Theorem: If x & y are reals and xy=0, then at least one of x and y is zero.

To see this, assume x and y are both nonzero. Divide both sides of xy=0 by x (this is valid because x is nonzero). Then y=0; contradiction. Therefore, at least one of x and y is zero.

2 comments

First you'd need that the integers are an integral domain and then build up to the fact that the reals are a field. At least that's how I'd go about it. Maybe one can start with the reals themselves. Here's the proof that the integers have no zero divisors:

https://proofwiki.org/wiki/Ring_of_Integers_has_no_Zero_Divi...

Are you sure that the assumptions that your proof relies on are more fundamental than than what you are trying to prove?

(Eg if memory serves right, you might use the property you are trying to prove to justify why you can even divide by non-zero x on both sides.)

> Are you sure that the assumptions that your proof relies on are more fundamental than than what you are trying to prove?

Yes, at least to the extent that "fundamental-ness" can be defined. It is a well, and probably universally, established convention that the field axioms allowing division by non-0 elements (that is to say, allowing multiplication by arbitrary elements, and multiplicative inversion of non-0 elements) is taken as part of the definition of a field, and the fact that the set of non-0 elements in a field is closed under multiplication as a theorem about fields.

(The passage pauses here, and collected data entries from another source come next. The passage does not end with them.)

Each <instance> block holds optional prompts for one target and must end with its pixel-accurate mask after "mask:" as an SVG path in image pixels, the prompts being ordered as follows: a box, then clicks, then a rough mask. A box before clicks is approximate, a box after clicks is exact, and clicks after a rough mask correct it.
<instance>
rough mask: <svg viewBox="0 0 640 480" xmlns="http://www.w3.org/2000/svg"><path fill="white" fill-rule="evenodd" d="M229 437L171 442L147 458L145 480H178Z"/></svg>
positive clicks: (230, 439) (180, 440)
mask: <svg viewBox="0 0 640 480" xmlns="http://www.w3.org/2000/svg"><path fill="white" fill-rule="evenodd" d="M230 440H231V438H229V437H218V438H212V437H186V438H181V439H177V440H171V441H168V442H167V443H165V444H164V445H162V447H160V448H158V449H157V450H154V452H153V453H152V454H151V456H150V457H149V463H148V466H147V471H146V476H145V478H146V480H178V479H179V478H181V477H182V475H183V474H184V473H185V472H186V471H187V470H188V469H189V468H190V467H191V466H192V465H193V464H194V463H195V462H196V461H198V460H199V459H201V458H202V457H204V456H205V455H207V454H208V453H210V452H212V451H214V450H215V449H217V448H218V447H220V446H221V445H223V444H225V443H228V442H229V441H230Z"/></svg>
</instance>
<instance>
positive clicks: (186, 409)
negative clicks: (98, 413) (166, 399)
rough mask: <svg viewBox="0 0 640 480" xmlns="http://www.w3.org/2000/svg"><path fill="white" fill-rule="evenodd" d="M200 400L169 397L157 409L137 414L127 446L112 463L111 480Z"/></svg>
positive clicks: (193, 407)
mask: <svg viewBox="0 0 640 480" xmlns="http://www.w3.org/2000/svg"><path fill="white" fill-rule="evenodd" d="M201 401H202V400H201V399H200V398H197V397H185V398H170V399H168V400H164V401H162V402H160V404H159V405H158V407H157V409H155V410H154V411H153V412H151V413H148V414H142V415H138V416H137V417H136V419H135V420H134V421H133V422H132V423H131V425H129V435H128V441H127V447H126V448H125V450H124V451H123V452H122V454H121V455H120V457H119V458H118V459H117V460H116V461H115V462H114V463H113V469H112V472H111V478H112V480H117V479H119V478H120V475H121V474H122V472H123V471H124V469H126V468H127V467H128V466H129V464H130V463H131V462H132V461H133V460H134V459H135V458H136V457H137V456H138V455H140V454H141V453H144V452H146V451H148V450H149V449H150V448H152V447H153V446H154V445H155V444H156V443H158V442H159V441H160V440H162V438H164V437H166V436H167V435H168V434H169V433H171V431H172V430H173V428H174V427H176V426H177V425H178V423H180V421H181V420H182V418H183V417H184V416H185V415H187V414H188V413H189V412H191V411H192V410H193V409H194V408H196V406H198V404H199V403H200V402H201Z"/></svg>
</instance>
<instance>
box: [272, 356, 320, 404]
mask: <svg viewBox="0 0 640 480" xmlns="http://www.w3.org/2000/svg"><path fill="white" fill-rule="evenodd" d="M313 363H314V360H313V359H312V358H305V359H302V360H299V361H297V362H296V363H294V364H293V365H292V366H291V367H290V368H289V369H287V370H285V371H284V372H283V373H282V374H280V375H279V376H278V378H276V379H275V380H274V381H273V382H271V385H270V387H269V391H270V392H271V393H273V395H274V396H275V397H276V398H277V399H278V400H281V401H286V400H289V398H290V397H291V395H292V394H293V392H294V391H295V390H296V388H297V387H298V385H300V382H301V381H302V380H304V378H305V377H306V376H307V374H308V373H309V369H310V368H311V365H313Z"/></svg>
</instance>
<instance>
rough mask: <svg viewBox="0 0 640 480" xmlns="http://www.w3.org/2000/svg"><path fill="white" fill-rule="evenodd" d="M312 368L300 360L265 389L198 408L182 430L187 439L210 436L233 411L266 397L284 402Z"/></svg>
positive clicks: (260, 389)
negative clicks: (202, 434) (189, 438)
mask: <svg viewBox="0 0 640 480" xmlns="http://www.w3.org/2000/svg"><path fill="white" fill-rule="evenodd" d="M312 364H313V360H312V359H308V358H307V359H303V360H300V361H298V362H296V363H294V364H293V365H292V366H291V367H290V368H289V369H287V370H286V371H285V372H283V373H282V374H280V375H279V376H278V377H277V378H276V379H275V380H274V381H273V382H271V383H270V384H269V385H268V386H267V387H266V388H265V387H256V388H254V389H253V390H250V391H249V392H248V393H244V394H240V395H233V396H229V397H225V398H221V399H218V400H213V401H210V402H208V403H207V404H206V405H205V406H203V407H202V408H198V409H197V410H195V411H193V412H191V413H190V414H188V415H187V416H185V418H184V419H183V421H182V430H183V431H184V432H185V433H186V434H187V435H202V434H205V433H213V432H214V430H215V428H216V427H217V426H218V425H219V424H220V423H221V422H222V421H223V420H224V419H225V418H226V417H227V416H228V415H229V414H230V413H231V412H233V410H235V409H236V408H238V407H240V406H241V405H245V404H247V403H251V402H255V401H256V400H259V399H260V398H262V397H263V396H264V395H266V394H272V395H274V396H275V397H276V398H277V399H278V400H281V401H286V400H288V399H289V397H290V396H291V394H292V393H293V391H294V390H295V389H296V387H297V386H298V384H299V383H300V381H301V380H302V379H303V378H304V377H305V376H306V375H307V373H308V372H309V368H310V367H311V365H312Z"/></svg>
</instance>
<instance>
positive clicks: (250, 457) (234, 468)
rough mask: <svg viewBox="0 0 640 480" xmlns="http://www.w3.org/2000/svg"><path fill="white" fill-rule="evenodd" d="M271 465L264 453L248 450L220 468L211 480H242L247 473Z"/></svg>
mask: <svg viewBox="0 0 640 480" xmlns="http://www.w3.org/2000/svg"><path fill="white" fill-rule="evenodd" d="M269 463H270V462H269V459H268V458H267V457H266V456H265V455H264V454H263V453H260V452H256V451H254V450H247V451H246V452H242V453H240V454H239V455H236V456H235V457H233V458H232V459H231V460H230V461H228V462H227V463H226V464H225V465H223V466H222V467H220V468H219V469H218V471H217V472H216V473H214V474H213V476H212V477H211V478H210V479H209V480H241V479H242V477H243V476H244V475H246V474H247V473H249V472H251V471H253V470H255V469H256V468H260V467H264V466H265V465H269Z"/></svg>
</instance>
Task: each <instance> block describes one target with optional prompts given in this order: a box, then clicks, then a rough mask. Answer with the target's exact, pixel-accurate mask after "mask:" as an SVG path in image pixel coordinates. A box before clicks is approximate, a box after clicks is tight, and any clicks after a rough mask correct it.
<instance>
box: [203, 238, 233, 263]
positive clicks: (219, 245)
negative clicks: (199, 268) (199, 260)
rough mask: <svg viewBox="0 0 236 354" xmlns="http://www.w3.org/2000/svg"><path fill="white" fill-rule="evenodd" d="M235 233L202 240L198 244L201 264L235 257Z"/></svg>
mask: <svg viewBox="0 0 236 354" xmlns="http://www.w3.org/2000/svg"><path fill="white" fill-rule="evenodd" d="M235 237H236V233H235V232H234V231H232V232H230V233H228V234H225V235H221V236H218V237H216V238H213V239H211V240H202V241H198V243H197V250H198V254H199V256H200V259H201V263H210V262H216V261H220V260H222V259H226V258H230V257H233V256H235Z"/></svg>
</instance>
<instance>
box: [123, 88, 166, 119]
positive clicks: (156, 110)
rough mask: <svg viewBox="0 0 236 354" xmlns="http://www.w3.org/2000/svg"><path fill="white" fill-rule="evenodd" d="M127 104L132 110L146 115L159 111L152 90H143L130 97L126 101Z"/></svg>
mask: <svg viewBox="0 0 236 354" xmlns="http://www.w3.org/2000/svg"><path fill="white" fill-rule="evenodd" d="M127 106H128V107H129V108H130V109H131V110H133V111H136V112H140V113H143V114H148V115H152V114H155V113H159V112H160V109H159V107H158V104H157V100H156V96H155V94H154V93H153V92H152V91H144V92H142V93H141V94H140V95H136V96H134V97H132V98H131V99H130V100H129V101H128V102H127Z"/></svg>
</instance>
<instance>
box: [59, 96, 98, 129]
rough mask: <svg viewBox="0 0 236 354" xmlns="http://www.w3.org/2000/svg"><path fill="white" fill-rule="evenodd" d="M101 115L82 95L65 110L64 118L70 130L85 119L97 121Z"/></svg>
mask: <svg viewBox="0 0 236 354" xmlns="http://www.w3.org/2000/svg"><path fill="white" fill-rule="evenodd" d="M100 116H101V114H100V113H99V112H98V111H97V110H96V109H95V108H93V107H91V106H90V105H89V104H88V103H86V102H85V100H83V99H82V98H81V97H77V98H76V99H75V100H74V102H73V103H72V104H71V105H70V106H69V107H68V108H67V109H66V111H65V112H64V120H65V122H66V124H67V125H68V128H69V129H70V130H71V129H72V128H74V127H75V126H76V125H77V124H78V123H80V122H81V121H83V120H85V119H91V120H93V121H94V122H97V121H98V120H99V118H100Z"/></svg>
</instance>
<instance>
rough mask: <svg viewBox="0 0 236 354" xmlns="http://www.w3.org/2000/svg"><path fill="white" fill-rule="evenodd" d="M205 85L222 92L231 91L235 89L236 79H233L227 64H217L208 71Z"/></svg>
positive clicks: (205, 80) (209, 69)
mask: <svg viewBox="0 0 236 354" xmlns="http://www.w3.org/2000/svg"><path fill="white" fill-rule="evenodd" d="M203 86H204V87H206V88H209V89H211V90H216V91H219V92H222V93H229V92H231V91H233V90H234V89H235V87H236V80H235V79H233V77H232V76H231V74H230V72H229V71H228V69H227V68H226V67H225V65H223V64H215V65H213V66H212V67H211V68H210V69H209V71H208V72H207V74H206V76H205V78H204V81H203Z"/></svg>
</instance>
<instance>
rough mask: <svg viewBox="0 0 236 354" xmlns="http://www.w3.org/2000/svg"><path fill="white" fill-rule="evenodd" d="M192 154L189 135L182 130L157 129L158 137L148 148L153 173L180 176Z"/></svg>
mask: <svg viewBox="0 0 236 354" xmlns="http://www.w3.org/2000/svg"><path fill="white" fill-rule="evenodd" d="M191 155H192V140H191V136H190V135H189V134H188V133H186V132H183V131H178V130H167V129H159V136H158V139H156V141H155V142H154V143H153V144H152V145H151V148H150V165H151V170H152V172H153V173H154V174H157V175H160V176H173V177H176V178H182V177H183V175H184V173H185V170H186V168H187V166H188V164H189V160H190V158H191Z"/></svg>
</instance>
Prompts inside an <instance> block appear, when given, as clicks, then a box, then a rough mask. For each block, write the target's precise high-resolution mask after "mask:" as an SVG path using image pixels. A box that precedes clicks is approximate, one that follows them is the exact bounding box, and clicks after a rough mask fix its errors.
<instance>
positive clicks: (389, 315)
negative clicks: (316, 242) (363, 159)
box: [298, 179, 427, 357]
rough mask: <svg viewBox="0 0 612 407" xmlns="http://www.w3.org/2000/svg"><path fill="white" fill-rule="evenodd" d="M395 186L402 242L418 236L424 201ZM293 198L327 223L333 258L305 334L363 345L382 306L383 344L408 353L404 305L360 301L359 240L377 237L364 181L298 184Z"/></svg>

I believe the point the person you were responding to was getting at is that the person's proof assumes that the reals are a field. It's not a convention that cancellation holds for fields. It's a theorem one proves about integral domains. That a field is closed under multiplication is not a theorem; it's part of the definition of being a ring.
> It's not a convention that cancellation holds for fields. It's a theorem one proves about integral domains. That a field is closed under multiplication is not a theorem; it's part of the definition of being a ring.

Yes, that's what I said. My point was that, between

(A) making an axiom the right to divide in a field by non-0 numbers, and proving the closure of non-0 numbers in a field under multiplication,

and

(B) just making an axiom the closure of non-0 numbers in a field under multiplication,

it is only convention (rooted in the deeper convention of not making an additional axiom out of something we could prove from existing ones) that we choose (A) instead of (B). (Also notice that I was talking about the closure under multiplication of the set of non-0 numbers, which is (usually) not part of the definition, rather than of the entire set, which is indeed always part of the definition.)